As house-breaking involves house-trespass and house-trespass in its turn involves criminal trespass, the definition of house-breaking will be complete only if the definition of house- trespass and criminal trespass are also set out. The house-trespass and criminal trespass are defined in section 441 and 442 IPC respectively.
In Bijender v. State, on 13 February, 2014 a lady along with her sister went market after locking her house. When she came back her lock on the door was found missing and the door was open. Delhi High Court held that a person is said to commit “house- breaking” if he commits house- trespass by effecting his entrance into the house or any part of it by opening any lock in order to commit house trespass or in order to quit the house after house trespass. The Court justified the decision of lower court regarding house breaking punishable under Section 454 of the Act.
Q.7. Are section 498-A and Section 304-B mutually exclusive? Whether a person charged under section 304-B can be convicted under section 498-A without charge being there?
[Assam Judicial Service (Grade-III) Written Examination, 2006]
For the purpose of section 498A of the Indian Penal Code what does cruelty mean?
[Rajasthan Civil Judge Main Examination, 2013]
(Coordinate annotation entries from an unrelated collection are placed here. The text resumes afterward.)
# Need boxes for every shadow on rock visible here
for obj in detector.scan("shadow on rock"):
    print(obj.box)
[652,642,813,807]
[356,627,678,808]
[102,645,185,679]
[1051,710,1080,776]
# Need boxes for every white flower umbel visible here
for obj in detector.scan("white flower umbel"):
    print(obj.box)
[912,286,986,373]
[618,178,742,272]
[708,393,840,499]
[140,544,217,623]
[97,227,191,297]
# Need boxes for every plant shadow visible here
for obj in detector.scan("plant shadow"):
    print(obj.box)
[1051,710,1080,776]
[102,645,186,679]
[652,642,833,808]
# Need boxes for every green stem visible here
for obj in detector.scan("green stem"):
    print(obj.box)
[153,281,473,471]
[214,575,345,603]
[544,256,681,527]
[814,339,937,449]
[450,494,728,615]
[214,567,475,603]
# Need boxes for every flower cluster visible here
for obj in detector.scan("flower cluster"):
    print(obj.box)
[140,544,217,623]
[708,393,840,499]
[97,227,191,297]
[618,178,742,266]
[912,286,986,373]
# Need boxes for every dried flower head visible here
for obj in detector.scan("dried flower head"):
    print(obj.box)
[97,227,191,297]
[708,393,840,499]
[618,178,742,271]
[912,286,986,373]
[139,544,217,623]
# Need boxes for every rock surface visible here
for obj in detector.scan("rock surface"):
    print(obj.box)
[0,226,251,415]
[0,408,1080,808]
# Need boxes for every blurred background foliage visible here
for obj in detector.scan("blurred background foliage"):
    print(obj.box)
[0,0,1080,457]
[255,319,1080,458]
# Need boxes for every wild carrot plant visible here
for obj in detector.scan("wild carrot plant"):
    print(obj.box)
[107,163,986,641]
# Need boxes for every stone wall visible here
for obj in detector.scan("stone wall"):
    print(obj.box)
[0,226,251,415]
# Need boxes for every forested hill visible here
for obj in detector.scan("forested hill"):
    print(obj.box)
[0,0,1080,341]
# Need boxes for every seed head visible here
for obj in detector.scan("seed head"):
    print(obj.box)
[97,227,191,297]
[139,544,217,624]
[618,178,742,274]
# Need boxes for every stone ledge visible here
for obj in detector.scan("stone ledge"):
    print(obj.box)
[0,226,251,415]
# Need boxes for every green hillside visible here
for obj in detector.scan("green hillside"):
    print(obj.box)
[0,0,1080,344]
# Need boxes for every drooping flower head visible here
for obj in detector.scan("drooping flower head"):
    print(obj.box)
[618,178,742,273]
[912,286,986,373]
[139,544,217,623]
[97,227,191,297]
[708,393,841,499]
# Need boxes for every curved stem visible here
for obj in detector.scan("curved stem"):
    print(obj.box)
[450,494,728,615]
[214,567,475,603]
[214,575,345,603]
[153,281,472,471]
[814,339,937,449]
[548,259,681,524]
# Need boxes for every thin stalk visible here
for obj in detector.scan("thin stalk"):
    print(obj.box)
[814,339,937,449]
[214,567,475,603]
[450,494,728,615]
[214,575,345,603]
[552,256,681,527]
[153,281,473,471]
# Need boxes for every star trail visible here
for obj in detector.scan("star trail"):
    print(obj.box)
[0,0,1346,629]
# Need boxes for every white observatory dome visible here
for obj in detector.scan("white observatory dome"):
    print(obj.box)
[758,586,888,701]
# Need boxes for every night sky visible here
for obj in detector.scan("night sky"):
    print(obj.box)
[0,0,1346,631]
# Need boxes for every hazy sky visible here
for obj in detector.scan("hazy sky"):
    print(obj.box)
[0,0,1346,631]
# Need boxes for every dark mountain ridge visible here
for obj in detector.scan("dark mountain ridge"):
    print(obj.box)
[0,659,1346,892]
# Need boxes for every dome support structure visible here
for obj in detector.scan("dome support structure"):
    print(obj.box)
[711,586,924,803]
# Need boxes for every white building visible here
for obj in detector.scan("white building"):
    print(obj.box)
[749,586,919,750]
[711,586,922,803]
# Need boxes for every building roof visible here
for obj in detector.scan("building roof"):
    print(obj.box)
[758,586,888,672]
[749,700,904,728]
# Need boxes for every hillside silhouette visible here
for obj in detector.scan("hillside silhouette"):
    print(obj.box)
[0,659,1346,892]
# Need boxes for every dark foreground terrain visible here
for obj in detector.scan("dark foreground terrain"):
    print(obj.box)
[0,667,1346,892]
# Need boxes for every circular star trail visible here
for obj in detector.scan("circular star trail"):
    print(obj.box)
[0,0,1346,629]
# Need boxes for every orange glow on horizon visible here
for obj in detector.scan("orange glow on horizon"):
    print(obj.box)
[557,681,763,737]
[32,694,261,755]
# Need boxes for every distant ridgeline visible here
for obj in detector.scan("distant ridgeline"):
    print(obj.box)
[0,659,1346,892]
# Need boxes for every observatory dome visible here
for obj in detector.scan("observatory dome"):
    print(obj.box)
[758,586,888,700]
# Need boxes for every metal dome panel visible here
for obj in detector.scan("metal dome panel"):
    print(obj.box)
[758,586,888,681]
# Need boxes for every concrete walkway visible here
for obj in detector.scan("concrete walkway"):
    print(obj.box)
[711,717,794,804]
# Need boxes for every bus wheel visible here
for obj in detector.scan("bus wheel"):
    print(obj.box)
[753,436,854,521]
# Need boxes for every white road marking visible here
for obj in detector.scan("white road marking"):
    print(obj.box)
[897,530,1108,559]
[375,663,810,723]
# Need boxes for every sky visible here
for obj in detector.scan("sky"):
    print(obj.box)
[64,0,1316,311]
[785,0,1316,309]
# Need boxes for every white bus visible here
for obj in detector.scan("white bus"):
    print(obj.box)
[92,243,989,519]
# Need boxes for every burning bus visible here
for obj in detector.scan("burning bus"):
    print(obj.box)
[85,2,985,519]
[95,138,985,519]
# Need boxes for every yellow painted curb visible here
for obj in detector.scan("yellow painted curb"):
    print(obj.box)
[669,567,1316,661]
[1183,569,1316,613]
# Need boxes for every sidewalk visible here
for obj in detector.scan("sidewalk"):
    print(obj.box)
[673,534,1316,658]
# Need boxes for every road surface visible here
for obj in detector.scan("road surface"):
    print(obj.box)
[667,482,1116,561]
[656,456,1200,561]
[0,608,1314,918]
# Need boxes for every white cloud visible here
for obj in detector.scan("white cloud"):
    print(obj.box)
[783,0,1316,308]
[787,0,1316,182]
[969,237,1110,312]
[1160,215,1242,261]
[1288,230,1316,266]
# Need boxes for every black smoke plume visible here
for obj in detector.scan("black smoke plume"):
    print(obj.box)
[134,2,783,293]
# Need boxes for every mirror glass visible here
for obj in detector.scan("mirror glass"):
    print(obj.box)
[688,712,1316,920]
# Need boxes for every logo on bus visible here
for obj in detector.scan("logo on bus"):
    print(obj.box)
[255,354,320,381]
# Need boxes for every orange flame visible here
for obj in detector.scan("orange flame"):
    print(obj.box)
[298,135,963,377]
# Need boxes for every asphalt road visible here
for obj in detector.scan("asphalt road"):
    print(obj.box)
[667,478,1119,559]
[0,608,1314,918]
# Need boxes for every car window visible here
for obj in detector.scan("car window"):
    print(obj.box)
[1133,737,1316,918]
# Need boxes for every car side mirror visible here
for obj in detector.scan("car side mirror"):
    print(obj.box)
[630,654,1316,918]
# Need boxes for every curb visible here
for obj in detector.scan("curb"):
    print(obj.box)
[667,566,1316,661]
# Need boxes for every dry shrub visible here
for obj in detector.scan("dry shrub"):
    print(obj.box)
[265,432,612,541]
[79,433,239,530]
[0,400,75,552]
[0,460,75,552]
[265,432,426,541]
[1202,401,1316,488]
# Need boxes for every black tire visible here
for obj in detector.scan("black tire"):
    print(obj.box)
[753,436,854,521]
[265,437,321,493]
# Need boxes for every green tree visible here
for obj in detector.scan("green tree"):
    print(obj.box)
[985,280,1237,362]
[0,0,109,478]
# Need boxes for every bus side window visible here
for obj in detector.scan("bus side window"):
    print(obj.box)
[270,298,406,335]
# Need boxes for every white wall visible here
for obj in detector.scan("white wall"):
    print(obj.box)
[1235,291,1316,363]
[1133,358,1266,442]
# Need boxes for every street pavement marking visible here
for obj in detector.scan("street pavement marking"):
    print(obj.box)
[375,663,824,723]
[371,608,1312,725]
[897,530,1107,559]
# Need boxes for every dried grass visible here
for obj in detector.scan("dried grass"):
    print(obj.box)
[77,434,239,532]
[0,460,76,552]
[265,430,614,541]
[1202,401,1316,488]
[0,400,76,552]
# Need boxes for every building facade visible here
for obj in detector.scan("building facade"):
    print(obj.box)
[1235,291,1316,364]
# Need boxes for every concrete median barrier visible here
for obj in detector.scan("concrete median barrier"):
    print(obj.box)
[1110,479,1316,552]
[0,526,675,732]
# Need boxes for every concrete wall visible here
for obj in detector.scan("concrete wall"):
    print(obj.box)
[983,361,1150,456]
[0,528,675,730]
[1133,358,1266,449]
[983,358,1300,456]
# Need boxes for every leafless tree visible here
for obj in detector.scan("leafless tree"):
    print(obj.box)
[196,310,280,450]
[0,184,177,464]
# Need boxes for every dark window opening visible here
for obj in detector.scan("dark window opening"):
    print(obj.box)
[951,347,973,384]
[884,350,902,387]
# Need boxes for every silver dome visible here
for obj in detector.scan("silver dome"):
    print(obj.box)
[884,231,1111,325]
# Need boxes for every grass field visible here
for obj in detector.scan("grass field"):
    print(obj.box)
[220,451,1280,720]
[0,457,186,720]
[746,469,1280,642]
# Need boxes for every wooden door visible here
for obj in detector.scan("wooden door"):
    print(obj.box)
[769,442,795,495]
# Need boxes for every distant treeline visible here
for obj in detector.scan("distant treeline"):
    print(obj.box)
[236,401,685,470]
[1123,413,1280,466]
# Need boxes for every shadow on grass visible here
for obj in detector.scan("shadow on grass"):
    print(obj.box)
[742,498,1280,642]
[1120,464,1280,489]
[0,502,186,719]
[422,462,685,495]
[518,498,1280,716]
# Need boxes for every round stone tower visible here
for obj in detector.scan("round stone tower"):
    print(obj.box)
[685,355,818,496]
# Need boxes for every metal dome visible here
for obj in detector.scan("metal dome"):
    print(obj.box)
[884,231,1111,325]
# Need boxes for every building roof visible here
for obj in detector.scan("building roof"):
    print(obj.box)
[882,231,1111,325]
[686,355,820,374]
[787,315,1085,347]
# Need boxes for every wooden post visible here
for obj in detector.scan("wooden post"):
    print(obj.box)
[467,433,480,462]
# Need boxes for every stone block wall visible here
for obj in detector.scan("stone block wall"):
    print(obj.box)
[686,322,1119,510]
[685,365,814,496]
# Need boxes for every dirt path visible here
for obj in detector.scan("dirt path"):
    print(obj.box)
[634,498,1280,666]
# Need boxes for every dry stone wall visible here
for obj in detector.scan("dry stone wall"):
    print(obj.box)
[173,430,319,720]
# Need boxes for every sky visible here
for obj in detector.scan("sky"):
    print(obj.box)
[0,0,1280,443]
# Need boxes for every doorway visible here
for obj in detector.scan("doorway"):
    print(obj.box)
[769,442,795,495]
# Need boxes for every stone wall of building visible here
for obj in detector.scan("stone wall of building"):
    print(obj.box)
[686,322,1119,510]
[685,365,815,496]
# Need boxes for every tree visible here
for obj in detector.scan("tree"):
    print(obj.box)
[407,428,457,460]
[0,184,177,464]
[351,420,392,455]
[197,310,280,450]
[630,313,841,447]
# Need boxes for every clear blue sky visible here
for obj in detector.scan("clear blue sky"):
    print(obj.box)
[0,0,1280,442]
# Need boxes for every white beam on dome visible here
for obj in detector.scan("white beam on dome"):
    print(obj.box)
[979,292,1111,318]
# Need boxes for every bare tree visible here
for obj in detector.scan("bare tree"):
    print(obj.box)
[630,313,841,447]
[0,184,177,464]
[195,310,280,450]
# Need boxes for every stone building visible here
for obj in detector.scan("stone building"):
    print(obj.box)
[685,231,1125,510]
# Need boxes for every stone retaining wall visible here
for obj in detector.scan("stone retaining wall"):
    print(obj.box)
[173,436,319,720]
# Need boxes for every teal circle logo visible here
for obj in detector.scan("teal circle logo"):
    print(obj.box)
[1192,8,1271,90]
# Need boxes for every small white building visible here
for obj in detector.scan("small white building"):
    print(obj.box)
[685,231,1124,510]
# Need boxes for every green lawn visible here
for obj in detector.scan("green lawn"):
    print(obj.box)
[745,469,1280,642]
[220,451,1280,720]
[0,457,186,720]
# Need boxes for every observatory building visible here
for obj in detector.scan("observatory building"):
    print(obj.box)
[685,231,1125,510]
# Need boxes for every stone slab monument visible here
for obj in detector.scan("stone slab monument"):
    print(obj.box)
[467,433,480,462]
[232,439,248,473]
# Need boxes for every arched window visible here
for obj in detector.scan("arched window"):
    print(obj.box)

Ans. No, both sections are not mutually exclusive. Section 498A IPC deals with husband or relative of husband of a woman subjecting her to cruelty and Section 304B IPC deals with dowry death.
Section 498A is as under:
498A. Husband or Relative of Husband of a Woman Subjecting Her to Cruelty:
Whoever, being the husband or the relative of the husband of a woman, subjects such woman to cruelty shall be punished with imprisonment for a term which may extend to three years and shall also be liable to fine.
304B. Dowry Death:
(1) Where the death of a woman is caused by any burns or bodily injury or occurs otherwise than under normal circumstances within seven years of her marriage and it is shown that soon before her death she was subjected to cruelty or harassment by her husband or any relative of her husband for, or in connection with, any demand for dowry, such death shall be called “dowry death”, and such husband or relative shall be deemed to have caused her death.
Explanation- For the purposes of this sub-section, “dowry” shall have the same meaning as in section 2 of the Dowry Prohibition Act, 1961.
(2) Whoever commits dowry death shall be punished with imprisonment for a term which shall not be less than seven years but which may extend to imprisonment for life.
Honorable Apex Court in Shanti v. State of Haryana, (1991) 1 SCC371 held that Sections 304-B and 498-A cannot be held to be mutually exclusive. These provisions deal with two distinct offences. It is true that “cruelty” is a common essential to both the Sections and that has to be proved.
The Explanation to Section 498-A gives the meaning of “cruelty”. In Section 304-B there is no such explanation about the meaning of “cruelty” but having regard to the common background to these offences, the meaning of “cruelty or harassment” will be the same as found in the explanation to Section 498-A under which “cruelty” by itself mounts to an offence and is punishable.
Under Section 304-B, it is the “dowry death” that is punishable and such death should have occurred within seven years of the marriage. No such period is mentioned in Section 498-A and the husband or his relative would be liable for subjecting the woman to “cruelty” any time after the marriage.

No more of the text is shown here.